Last time, Venessa had sprinted to Dina's school play mid-shift, still smelling of caramel syrup.
"For sure, Thank you," she murmured, already untying her apron.
....
Venessa stood in front of the carved oak doors of the Montecielle Institute of Design, the same way someone stands in front of a childhood home before it's bulldozed.
The winter air was brittle. Her gloves were thin. She used to wear mink-lined cashmere.
Six months ago, she had stepped through these doors in Valentino pumps, swiping her platinum ID badge with the entitlement of someone who had never known the word "no." She remembered how the marble floors echoed under her heels. How the halls smelled like jasmine and pencil shavings. Inspiration in the air.

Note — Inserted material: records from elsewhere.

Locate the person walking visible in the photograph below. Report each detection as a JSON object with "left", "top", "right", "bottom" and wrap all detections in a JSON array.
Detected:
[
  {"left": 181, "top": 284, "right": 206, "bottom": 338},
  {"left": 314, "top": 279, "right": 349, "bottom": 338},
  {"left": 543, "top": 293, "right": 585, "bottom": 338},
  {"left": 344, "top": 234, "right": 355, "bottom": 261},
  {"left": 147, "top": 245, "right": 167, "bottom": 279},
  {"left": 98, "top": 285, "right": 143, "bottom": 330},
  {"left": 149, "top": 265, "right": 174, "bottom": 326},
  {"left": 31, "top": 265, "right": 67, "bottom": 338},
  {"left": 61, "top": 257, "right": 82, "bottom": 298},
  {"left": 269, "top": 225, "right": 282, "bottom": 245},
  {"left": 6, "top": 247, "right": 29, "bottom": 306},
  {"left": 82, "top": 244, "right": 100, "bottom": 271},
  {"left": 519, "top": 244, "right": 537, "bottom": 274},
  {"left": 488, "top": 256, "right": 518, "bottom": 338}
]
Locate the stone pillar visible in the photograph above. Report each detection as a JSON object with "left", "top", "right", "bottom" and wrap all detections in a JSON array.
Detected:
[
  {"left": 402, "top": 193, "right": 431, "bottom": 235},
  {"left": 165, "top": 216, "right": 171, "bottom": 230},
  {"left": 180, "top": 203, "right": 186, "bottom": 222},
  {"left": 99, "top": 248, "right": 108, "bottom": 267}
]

Today, she entered with her head low and her shoes damp from a half-hour bus ride. No car. No chauffeur. No umbrella. Her ID card still clung to her lanyard like a forgotten relic, but her name had already started fading in the student directory.
Her fingers tightened around the letter she'd printed at the cafe between shifts.
Subject: Voluntary Withdrawal – Financial Reason.
Venessa Ellison. Former top-tier design student. Once the girl professors whispered about: raw talent,an eye for luxury,her mother must've been in couture.
They didn't know, she had a step-mom who cared more about Botox appointments than birthdays. And after the Ellison empire crumbled, her stepmother disappeared into silence, leaving behind a hollow wardrobe and enough perfume samples to fill a drawer.